Panic At The GOP Disco

Time to check in with Ivor Tossell's "Five Stages Of Trump" tweet again.


Hello, Stage Five!
Less than three months before the kickoff Iowa caucuses, there is growing anxiety bordering on panic among Republican elites about the dominance and durability of Donald Trump and Ben Carson and widespread bewilderment over how to defeat them. 
Party leaders and donors fear that nominating either man would have negative ramifications for the GOP ticket up and down the ballot, virtually ensuring a Hillary Rodham Clinton presidency and increasing the odds that the Senate falls into Democratic hands. 
The party establishment is paralyzed. Big money is still on the sidelines. No consensus alternative to the outsiders has emerged from the pack of governors and senators running, and there is disagreement about how to prosecute the case against them. Recent focus groups of Trump supporters in Iowa and New Hampshire commissioned by rival campaigns revealed no silver bullet. 
In normal times, the way forward would be obvious. The wannabes would launch concerted campaigns, including television attack ads, against the ­front-runners. But even if the other candidates had a sense of what might work this year, it is unclear whether it would ultimately accrue to their benefit. Trump’s counterpunches have been withering, while Carson’s appeal to the base is spiritual, not merely political. If someone was able to do significant damage to them, there’s no telling to whom their supporters would turn, if anyone.

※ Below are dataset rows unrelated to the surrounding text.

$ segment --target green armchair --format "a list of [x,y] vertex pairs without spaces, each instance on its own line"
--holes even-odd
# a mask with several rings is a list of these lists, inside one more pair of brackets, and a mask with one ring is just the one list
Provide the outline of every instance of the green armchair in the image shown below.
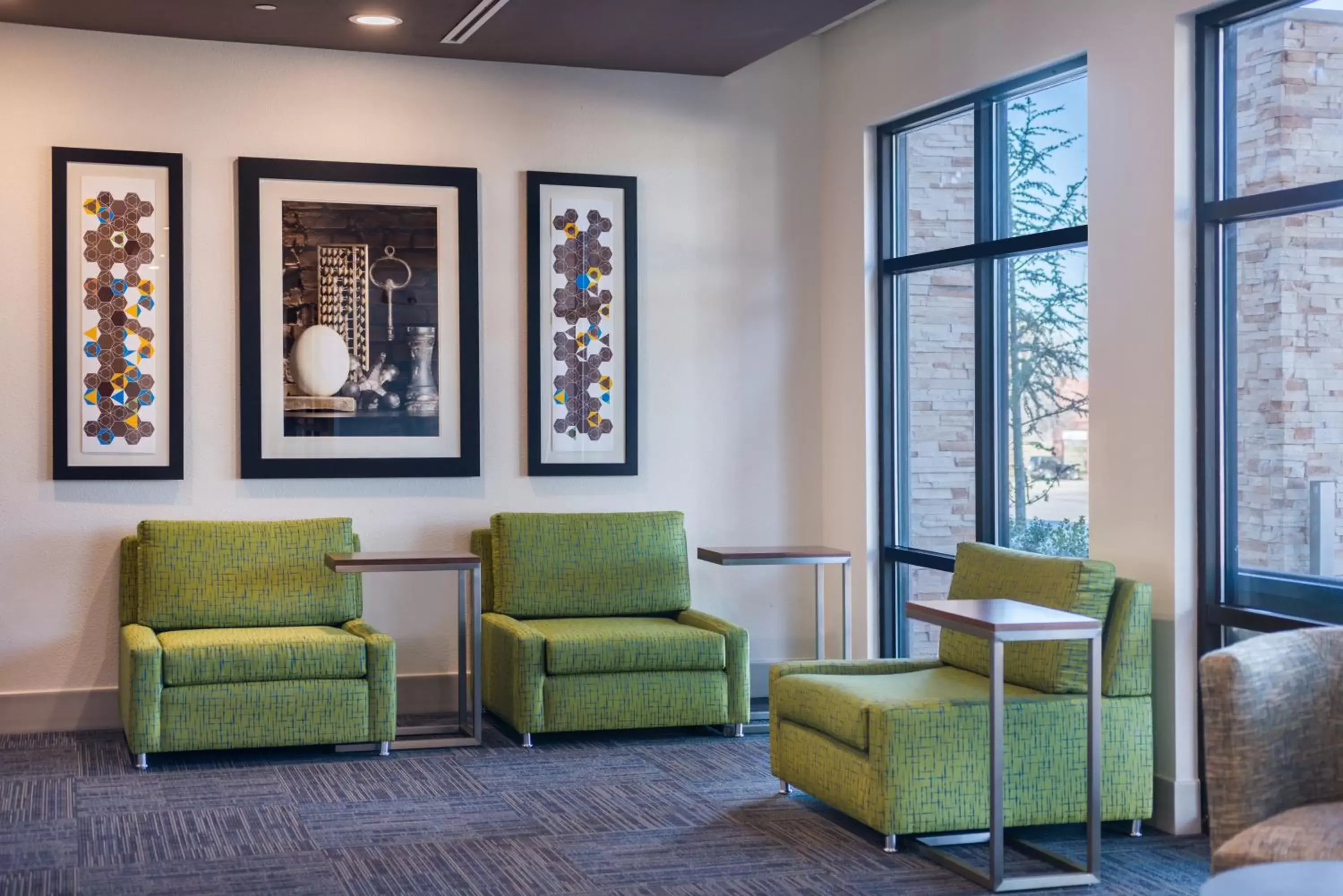
[[[1105,621],[1101,805],[1152,810],[1151,588],[1097,560],[962,544],[951,599],[1013,598]],[[1007,826],[1086,813],[1086,645],[1005,650]],[[784,662],[770,670],[770,762],[792,785],[886,836],[988,827],[987,642],[943,631],[939,660]]]
[[396,737],[396,645],[360,615],[348,519],[140,524],[121,543],[121,721],[148,754]]
[[556,731],[751,719],[747,631],[690,609],[681,513],[497,513],[482,563],[482,703]]

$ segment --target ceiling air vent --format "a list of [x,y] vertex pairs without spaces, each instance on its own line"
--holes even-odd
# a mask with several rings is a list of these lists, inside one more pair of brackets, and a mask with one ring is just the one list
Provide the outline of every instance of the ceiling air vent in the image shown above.
[[481,30],[482,24],[489,21],[505,5],[508,5],[508,0],[481,0],[475,4],[474,9],[457,23],[455,28],[447,32],[443,43],[466,43],[473,34]]

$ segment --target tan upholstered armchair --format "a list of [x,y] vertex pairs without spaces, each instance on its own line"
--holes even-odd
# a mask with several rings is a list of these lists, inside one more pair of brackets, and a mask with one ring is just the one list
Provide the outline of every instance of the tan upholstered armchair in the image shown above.
[[1343,860],[1343,629],[1242,641],[1199,677],[1213,870]]

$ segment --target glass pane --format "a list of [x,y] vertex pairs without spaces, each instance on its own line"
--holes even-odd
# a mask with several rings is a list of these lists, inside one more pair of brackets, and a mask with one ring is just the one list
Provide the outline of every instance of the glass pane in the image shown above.
[[[951,574],[941,570],[901,564],[900,578],[907,600],[945,600],[951,590]],[[905,625],[909,626],[909,656],[915,660],[936,660],[941,629],[917,619],[907,619]]]
[[1086,223],[1086,78],[1003,103],[1007,120],[1005,236]]
[[975,114],[966,111],[900,134],[901,246],[913,255],[975,242]]
[[1230,255],[1240,566],[1339,576],[1343,211],[1237,224]]
[[975,537],[975,269],[907,274],[897,287],[898,543],[954,553]]
[[1234,188],[1262,193],[1343,179],[1343,4],[1317,0],[1228,30],[1236,62]]
[[999,262],[1007,544],[1084,557],[1088,551],[1086,250]]

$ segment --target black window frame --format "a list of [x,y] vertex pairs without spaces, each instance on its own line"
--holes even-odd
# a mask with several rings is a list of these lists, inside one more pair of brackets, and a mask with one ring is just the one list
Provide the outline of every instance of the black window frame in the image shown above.
[[[998,262],[1017,255],[1085,247],[1086,224],[1064,227],[1019,236],[998,236],[1010,227],[1009,208],[999,201],[1006,172],[999,169],[998,146],[1006,137],[1006,116],[1001,103],[1015,97],[1085,77],[1086,54],[1038,69],[1029,74],[939,102],[920,111],[901,116],[877,128],[877,249],[880,253],[880,289],[877,293],[877,426],[878,426],[878,529],[881,557],[878,572],[881,656],[908,656],[908,626],[904,599],[897,576],[901,566],[925,567],[951,572],[955,556],[900,544],[901,521],[908,509],[897,506],[907,500],[897,493],[896,458],[908,431],[908,383],[897,372],[904,369],[904,340],[897,340],[896,322],[907,310],[897,297],[901,274],[952,266],[975,266],[975,540],[998,544],[1007,532],[1007,502],[1001,485],[1007,478],[1007,453],[1002,442],[1006,400],[999,371],[1005,330],[1005,302],[997,287]],[[974,111],[975,145],[975,239],[966,246],[939,249],[913,255],[901,254],[897,240],[905,219],[902,196],[898,196],[896,168],[897,138],[939,120]]]
[[[1308,0],[1305,0],[1308,1]],[[1281,631],[1322,625],[1343,603],[1343,580],[1240,568],[1237,563],[1236,224],[1343,208],[1343,180],[1236,195],[1233,26],[1303,0],[1240,0],[1195,17],[1195,364],[1198,390],[1199,653],[1223,643],[1226,629]],[[1241,587],[1257,606],[1237,603]],[[1320,618],[1312,617],[1320,614]],[[1336,614],[1335,614],[1336,615]]]

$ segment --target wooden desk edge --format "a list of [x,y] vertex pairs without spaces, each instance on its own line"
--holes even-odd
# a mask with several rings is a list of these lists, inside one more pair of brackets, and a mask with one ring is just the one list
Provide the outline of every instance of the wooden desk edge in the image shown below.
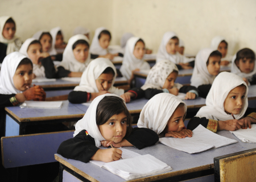
[[[68,162],[65,161],[64,160],[62,159],[61,158],[60,158],[56,155],[55,155],[55,158],[57,161],[59,162],[63,165],[65,165],[69,168],[72,170],[76,173],[77,173],[79,175],[80,175],[81,176],[85,177],[86,179],[90,180],[91,181],[98,181],[96,180],[95,179],[94,179],[93,177],[92,177],[92,176],[87,175],[83,171],[80,170],[79,169],[77,169],[76,167],[74,167],[73,166],[72,166]],[[183,170],[177,171],[174,171],[174,172],[167,172],[167,173],[161,173],[161,174],[156,175],[152,176],[148,176],[148,177],[143,177],[143,178],[139,178],[137,179],[130,180],[129,181],[134,181],[134,182],[135,181],[152,181],[156,180],[161,180],[161,179],[166,179],[166,178],[170,177],[172,177],[172,176],[185,175],[185,174],[191,173],[191,172],[209,170],[209,169],[213,168],[213,167],[214,167],[214,164],[213,164],[213,163],[212,163],[212,164],[207,164],[207,165],[204,165],[204,166],[199,166],[197,167],[185,169],[185,170]]]

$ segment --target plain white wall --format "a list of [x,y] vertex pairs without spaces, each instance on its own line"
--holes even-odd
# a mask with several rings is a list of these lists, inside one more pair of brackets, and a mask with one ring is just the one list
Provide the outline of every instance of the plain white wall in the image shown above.
[[67,41],[76,26],[89,28],[92,35],[104,26],[112,32],[112,44],[130,32],[155,53],[168,31],[184,40],[188,53],[209,46],[216,35],[226,38],[230,54],[244,47],[256,50],[255,0],[1,0],[3,15],[14,18],[23,41],[60,26]]

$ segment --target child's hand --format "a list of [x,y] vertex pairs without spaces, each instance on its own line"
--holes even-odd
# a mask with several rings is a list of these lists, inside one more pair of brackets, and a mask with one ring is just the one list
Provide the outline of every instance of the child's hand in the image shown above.
[[104,162],[110,162],[120,159],[122,157],[122,150],[117,148],[99,149],[90,159]]
[[245,83],[246,83],[247,85],[249,85],[249,81],[246,78],[243,78],[243,81]]
[[181,133],[180,132],[170,132],[166,133],[165,137],[172,137],[174,138],[184,138],[187,137],[187,136],[183,133]]
[[242,124],[242,129],[247,129],[247,126],[249,128],[251,128],[251,122],[256,122],[256,119],[247,116],[243,118],[242,119],[239,120],[238,122],[241,122],[240,124],[240,125]]
[[191,131],[190,129],[183,129],[180,132],[180,133],[183,134],[183,135],[186,136],[188,137],[191,137],[193,134],[192,131]]
[[174,95],[179,95],[179,89],[177,88],[172,88],[168,90],[169,91],[169,93],[172,94]]
[[196,94],[192,92],[187,92],[185,99],[196,99]]

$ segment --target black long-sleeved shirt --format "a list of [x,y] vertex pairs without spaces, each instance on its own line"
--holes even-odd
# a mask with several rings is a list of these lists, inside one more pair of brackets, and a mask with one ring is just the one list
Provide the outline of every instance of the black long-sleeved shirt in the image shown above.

Dr. Heckle and Mr. Jive here haven't just upended the apple cart, they've set it on fire and are throwing flaming apples at everyone they can find. They've taken the bread and circuses grift to the endpoint and everyone's all stunned to see that in the era of reality show politics that the hooting masses love the guys that aren't supposed to have any chance of winning. Oh, and there's this.

According to other Republicans, some in the party establishment are so desperate to change the dynamic that they are talking anew about drafting Romney — despite his insistence that he will not run again. Friends have mapped out a strategy for a late entry to pick up delegates and vie for the nomination in a convention fight, according to the Republicans who were briefed on the talks, though Romney has shown no indication of reviving his interest.

And the Republicans will look up and shout, "Save us!" And Mitt Romney will look down and whisper "47 percent." Oh well, I guess those sidelined mega-donors will have to console themselves with all the local, state, and House races that they've bought over the last five years. I'm sure they'll be okay even if they don't win the White House. The rest of us?  Well...not so much.